La Corte suprema del Venezuela ha congelato i conti bancari e imposto il divieto di lasciare il paese a Juan Guaidó, il leader dell’opposizione che una settimana fa si era autodichiarato presidente ad interim del paese, intimando al presidente Nicolás Maduro di lasciare il potere. Formalmente le misure cautelari decise dalla Corte suprema erano state richieste del procuratore generale del Venezuela, Tarek William Saab, che martedì aveva detto di voler indagare Guaidó per quelli che ha definito «delitti gravi che attentano contro l’ordine costituzionale». Di fatto, però, la decisione della Corte suprema era attesa e scontata: come anche la procura generale, è un organo controllato molto strettamente da Maduro e non è considerato né libero né indipendente.

Le misure imposte dalla Corte suprema sono state la prima vera mossa del governo del Venezuela contro Guaidó, e sono arrivate poche ore dopo che gli Stati Uniti avevano dichiarato di aver messo a sua disposizione conti bancari e altri beni che negli anni erano stati sequestrati al governo venezuelano. Gli Stati Uniti, che la settimana scorsa sono stati il primo di molti paesi a riconoscere Guaidó come legittimo presidente del Venezuela, sperano così di dargli i fondi necessari per governare di fatto, ma per ora non è chiaro se il piano funzionerà. Martedì gli Stati Uniti hanno anche annunciato nuove durissime sanzioni economiche contro il governo Maduro e in molti temono che se non si arriverà presto a una transizione di potere pacifica questa strategia potrebbe solo generare maggiore divisione, caos e sofferenza in Venezuela.

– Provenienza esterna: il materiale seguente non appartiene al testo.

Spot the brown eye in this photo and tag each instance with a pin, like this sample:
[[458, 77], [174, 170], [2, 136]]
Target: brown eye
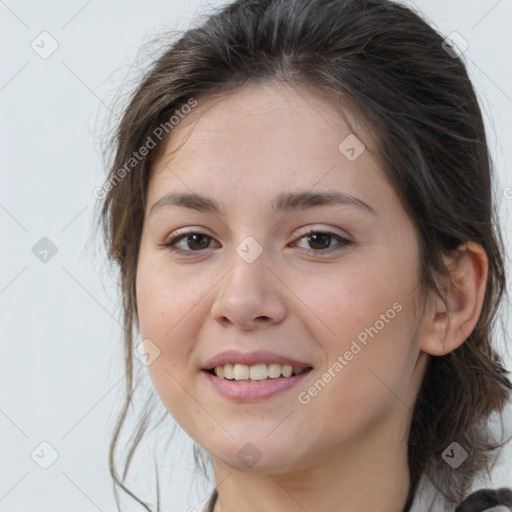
[[193, 242], [320, 241]]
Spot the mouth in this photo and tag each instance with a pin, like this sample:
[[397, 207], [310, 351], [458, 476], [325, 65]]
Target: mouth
[[243, 383], [257, 372]]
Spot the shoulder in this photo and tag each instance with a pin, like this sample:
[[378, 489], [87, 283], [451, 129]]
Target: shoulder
[[487, 500], [210, 506]]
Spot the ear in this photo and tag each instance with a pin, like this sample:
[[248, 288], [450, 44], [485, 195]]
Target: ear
[[448, 323]]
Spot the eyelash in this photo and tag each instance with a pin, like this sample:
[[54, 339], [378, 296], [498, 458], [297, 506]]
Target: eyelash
[[343, 242]]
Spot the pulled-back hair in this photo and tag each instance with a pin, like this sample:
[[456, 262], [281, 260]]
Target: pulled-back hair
[[394, 71]]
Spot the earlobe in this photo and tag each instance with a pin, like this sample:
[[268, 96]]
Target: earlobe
[[450, 320]]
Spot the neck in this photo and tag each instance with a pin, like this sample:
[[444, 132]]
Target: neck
[[363, 477]]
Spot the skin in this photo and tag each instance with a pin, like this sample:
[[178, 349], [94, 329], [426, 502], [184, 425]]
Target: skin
[[348, 444]]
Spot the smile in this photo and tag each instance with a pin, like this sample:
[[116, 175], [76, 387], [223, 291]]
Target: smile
[[255, 372]]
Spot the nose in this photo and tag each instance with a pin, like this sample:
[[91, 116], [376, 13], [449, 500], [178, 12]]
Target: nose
[[250, 295]]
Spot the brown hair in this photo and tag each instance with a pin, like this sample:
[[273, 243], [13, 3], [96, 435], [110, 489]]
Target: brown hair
[[395, 72]]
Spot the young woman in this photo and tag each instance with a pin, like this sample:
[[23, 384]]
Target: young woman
[[300, 204]]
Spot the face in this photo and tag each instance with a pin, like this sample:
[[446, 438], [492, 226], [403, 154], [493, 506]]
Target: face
[[326, 288]]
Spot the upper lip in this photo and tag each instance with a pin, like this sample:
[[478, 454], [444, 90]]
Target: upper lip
[[252, 358]]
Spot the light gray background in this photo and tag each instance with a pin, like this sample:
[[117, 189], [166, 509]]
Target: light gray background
[[62, 361]]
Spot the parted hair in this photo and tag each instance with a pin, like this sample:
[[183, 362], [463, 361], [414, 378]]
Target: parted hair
[[391, 67]]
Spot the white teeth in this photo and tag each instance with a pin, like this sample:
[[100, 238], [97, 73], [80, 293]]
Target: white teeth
[[256, 372], [240, 372]]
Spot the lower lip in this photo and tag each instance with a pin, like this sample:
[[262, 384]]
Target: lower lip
[[246, 391]]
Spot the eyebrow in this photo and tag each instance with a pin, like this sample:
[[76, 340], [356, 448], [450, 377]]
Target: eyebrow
[[284, 202]]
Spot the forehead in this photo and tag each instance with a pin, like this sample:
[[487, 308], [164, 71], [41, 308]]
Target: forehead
[[266, 136]]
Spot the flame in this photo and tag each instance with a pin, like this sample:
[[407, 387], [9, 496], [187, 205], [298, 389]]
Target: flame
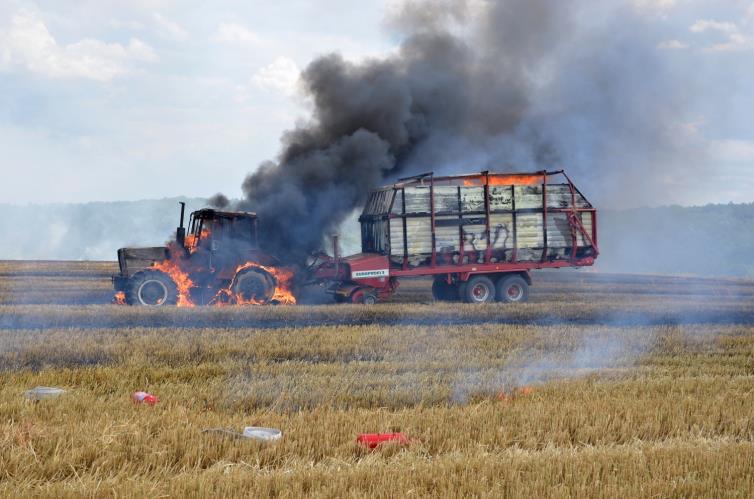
[[514, 393], [180, 268], [282, 295], [181, 279], [504, 180]]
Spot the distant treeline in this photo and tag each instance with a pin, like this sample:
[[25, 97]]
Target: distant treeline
[[707, 240]]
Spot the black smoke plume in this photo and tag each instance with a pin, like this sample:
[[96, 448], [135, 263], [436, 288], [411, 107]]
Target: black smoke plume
[[501, 85]]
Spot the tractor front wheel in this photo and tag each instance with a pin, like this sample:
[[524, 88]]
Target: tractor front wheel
[[151, 288]]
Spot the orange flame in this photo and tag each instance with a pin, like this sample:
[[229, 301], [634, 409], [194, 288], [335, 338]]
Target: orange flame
[[282, 295], [181, 279], [504, 180], [514, 393]]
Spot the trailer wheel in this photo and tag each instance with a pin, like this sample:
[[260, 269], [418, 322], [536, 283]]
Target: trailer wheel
[[363, 297], [254, 285], [512, 289], [151, 288], [442, 291], [479, 289]]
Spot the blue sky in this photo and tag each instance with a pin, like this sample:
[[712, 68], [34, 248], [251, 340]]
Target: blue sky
[[106, 100]]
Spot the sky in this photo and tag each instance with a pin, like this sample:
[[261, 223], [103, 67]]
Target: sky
[[104, 100]]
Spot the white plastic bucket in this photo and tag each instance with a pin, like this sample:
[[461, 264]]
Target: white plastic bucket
[[262, 434]]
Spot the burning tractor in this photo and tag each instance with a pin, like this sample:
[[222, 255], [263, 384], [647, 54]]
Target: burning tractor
[[476, 236], [217, 262]]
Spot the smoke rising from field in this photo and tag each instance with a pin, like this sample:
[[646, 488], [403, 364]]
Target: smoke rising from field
[[474, 85]]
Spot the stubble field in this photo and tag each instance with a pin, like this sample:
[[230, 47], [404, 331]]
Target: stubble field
[[637, 386]]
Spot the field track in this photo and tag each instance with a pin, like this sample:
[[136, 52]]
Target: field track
[[639, 386]]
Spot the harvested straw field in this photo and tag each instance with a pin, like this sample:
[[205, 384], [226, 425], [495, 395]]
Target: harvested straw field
[[618, 386]]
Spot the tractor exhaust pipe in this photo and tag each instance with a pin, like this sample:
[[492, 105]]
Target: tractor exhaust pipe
[[180, 233]]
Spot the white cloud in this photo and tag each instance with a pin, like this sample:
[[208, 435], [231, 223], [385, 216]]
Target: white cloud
[[169, 29], [734, 151], [659, 8], [673, 45], [281, 76], [27, 43], [704, 25], [735, 38], [233, 33]]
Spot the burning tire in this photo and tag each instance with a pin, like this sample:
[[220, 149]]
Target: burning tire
[[151, 288], [442, 291], [512, 289], [254, 285], [478, 289]]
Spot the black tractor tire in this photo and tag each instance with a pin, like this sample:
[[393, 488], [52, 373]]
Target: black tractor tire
[[512, 289], [364, 296], [479, 289], [442, 291], [255, 284], [151, 288]]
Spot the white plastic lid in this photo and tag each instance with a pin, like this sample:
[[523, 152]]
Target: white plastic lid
[[262, 434], [43, 392]]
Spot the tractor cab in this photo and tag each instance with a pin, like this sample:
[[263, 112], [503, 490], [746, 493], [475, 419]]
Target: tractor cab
[[219, 230]]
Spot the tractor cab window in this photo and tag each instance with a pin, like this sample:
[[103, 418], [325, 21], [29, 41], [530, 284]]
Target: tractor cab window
[[243, 229]]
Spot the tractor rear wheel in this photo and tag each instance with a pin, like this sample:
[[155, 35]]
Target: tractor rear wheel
[[479, 289], [512, 289], [151, 288], [254, 285], [442, 291]]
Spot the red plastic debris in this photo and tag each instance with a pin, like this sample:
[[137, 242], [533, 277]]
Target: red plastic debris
[[373, 440], [145, 398]]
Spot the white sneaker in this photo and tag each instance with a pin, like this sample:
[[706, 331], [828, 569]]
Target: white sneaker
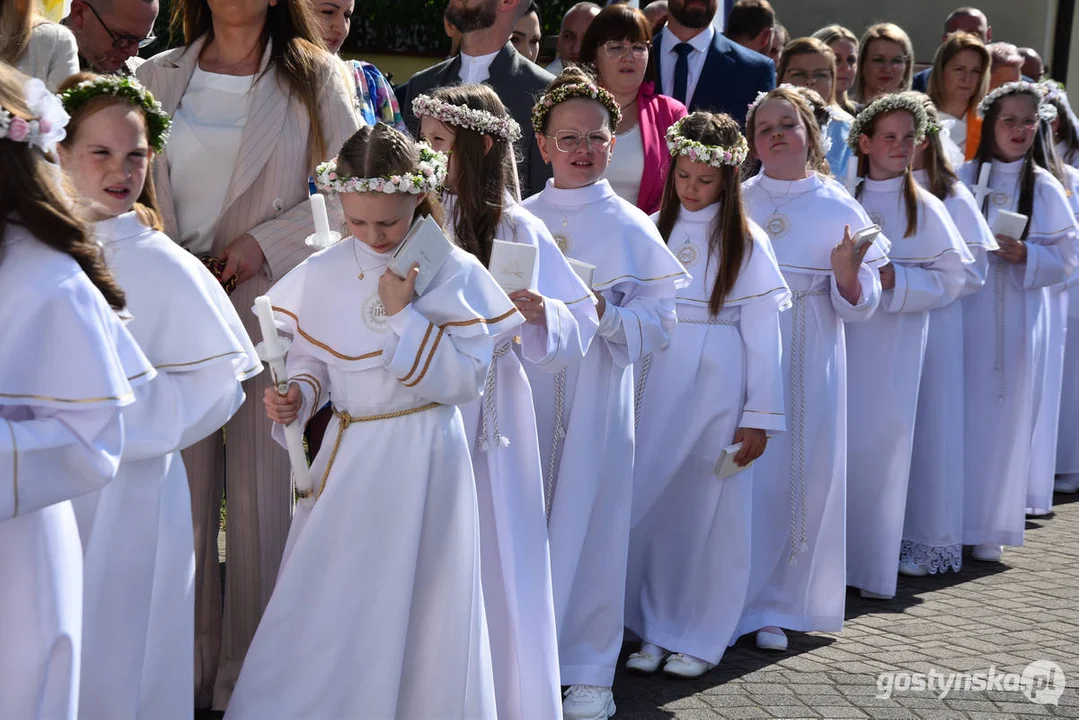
[[646, 660], [1067, 485], [772, 638], [913, 569], [686, 666], [866, 595], [587, 703], [987, 553]]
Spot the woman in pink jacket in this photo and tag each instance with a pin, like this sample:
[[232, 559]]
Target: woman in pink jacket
[[618, 42]]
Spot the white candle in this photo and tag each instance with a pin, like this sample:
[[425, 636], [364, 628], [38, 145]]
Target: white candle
[[264, 310], [322, 220]]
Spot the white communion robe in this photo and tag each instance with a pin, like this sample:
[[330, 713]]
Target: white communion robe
[[378, 611], [932, 529], [884, 362], [1042, 473], [505, 447], [1004, 330], [797, 572], [690, 538], [138, 613], [67, 367], [585, 418]]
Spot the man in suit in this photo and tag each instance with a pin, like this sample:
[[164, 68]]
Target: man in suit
[[487, 55], [968, 19], [701, 68], [110, 32]]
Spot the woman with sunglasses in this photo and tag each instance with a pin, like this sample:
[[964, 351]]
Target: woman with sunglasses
[[618, 43]]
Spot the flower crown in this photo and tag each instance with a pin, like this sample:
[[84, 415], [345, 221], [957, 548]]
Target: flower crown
[[46, 125], [158, 121], [893, 103], [460, 116], [563, 93], [427, 177], [1046, 110], [716, 155]]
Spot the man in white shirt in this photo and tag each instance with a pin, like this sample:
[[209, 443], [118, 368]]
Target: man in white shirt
[[574, 24], [487, 55]]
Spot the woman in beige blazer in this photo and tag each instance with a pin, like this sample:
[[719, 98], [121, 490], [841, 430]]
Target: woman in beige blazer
[[255, 99], [38, 48]]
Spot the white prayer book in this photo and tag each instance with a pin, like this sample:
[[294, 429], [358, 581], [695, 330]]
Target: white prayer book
[[585, 271], [513, 265], [424, 244], [1010, 225], [726, 465]]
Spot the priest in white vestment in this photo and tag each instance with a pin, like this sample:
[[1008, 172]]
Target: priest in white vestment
[[138, 614]]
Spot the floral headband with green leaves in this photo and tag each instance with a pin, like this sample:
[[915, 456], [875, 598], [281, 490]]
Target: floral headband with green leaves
[[427, 177], [895, 103], [158, 122], [716, 155], [563, 93]]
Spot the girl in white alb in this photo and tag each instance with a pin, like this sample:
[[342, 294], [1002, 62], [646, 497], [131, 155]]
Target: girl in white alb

Le nuove sanzioni, che sembrano essere state la causa scatenante delle restrizioni imposte a Guaidó, tolgono al governo venezuelano gran parte dei suoi ricavi derivanti dalla vendita di petrolio, che anche durante la terribile crisi degli ultimi anni avevano tenuto più o meno a galla il paese. Concretamente, le sanzioni sono state imposte alla compagnia petrolifera di stato venezuelana PDVSA e prevedono che tutti i ricavi derivanti dalla vendita di petrolio negli Stati Uniti debbano essere versati su conti correnti inaccessibili al governo venezuelano. Anche questi fondi – gli Stati Uniti parlano di 11 miliardi di dollari nel prossimo anno – potrebbero poi essere messi a disposizione di Guaidó, ma nel frattempo il loro sequestro causerà grossi problemi di spesa al governo Maduro.

Mentre per mercoledì sono state annunciate nuove grandi manifestazioni contro il governo Maduro – una costante di questi anni, spesso represse violentemente dalla polizia – Guaidó sta continuando a comportarsi come se fosse il presidente del Venezuela. Su Twitter per esempio ha ringraziato il vicepresidente degli Stati Uniti Mike Pence per aver incontrato alla Casa Bianca gli ambasciatori del suo governo, mentre il parlamento del Venezuela di cui è presidente, che Maduro ha svuotato di potere dopo una vittoria elettorale dell’opposizione, ha approvato la formazione di una commissione che dovrà lavorare a un piano di salvataggio del paese. In molti sono comunque sorpresi che per ora il governo venezuelano non abbia agito con più durezza contro Guaidó, che a differenza di quanto successo ad altri leader dell’opposizione – a partire dal suo mentore Leopoldo Lopez – non è stato arrestato. Maduro, intervistato da una tv russa, ha invece detto di essere pronto a incontrare l’opposizione e discutere una mediazione internazionale per «il bene del Venezuela, per il bene del suo futuro e della pace».